Kamis, 05 Mei 2016

London Calling? How Music Strikes a Chord for Expats - Wall Street Journal (blog)

When I was growing up in Montreal, British rock music introduced me to London from a distance. The Who sang about Soho, the Rolling Stones about Knightsbridge, the Kinks about Muswell Hill. Now that my family has moved to the city, music is helping us get in tune with London on a firsthand — though less rock 'n' roll — basis, and we've come to know that a hobby like music can be a brilliant way for expat families to connect with the local community, and each other.

My wife, Beth, my 10-year-old son Nicholas, and I moved to a borough in southwest London from just outside New York City about 17 months ago. We knew no one in the area. The key to connecting with both the people and the place was, for us, to "keep it local." I scoured magazines and websites and signed up for as many email newsletters as I could find to get in touch with local activities, especially for my son. We had to sell our car before we moved, so we chose a home near plenty of public transport.
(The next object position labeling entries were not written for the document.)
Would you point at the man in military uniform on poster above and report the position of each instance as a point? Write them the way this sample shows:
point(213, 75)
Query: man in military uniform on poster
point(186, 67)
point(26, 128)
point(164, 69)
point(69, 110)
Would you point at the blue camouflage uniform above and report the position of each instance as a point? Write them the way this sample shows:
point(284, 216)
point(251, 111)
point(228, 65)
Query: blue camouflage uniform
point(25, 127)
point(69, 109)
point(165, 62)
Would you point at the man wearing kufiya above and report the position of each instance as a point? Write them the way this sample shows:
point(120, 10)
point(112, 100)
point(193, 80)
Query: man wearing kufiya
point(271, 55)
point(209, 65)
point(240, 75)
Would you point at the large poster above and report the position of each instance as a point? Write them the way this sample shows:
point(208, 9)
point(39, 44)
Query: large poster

We would have to rely on buses, trains, the Tube and walking until we bought a car.

We explored and found out that a lot of businesses we needed on a day-to-day basis were within walking distance: One block alone provided a post office, pharmacy, dry cleaner, barber and news agent.
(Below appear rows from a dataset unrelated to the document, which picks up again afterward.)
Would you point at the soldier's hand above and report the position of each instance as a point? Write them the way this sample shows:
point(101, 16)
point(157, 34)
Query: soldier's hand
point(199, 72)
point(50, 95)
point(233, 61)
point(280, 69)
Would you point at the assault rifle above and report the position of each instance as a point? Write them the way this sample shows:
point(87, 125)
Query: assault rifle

Nestled between these shops, like a musical fill between chords, was a black storefront with gold lettering spelling out Ritz Music. One day, I stepped through the doorway between the arched windows displaying guitars and picked up a Ritz handbill. My wife and I had talked for years about wanting our son to learn an instrument and, now that he was 10, we thought it might be a good time for him to pick up a guitar, largely because he was now big enough to hold one comfortably. Ritz offered beginner guitar lessons for kids, so we signed him up and rented an acoustic guitar.

We told him he could quit anytime he felt like it, but he stuck with it. It didn't hurt that everyone was unfailingly friendly and helpful every time we walked into Ritz. We returned the rental guitar and bought him his own natural-wood-colored model. At home, he looked up song tabs on the Internet or in his Beatles songbook and thrashed away at his guitar strings.

My son learned about music, but he also met local children his age. Ritz offered a jam session where children played guitar, keyboards, drums and bass under the tutelage of an adult musician/teacher/bandleader, and our son tried that, too. When we picked him up after the first session, he asked, "When's the next jam?"

A pleasant repercussion of his new hobby was the chance for us to bond through music, not just with the locals but with each other. When London native David Bowie died, I revisited his music by buying a few of his CDs and, much to my surprise, my son, the alien from abroad, took to "the man who fell to Earth." Nicholas learned "Starman" at the jam session and taught himself a bunch of other Bowie songs.

About six months after my son started playing, the bandleader for the kids' jams debuted an adult jam session, so I signed up as a drummer. I was pretty rusty, but the music also offered me a chance to meet some locals. As it turned out, a couple of my bandmates were parents of a few of my son's bandmates. The impact of music reverberated further when my wife courageously came to hear my band in concert at a local pub. Long ago, it hosted the likes of U2 and Elvis Costello, but my wife had to settle for listening to me, introduced as the guy "on drums, all the way from across the pond." Since the gig was on a Sunday afternoon, it became a family affair where my son saw children from his jam session.

The pub was only one player in our area's rich musical heritage. We ate dinner one night at a restaurant on the former site of another local club where the Beatles once came to watch Mick Jagger and co. perform. We visited a nearby island in the River Thames where musicians including the Who and Bowie played early in their careers before becoming world-famous. We took a "Swinging '60s" tour on a classic, bright-red Routemaster double-decker bus, on which a guide recited musical tales accompanied by a soundtrack of bands that once played in the neighborhood.

Our family is blessed with a city accompanied by a lively music scene and history. But this pastime can work anywhere the universal language is played, and it can bring you more in harmony with the community, wherever you are.

My son and I recently took the Tube to fabled Denmark Street in London—where many musicians sold and recorded their early songs—to visit the row of guitar shops. Nicholas by now was able to distinguish a Fender from a Gibson guitar and asked afterward if he could return to Denmark Street to choose his next instrument. Music had helped rewrite two-dimensional lyrics about a faraway city into a more familiar place.

Christopher Harder is a freelance writer and editor. He is based in London, where he moved with his family in 2014, after many years in the U.S.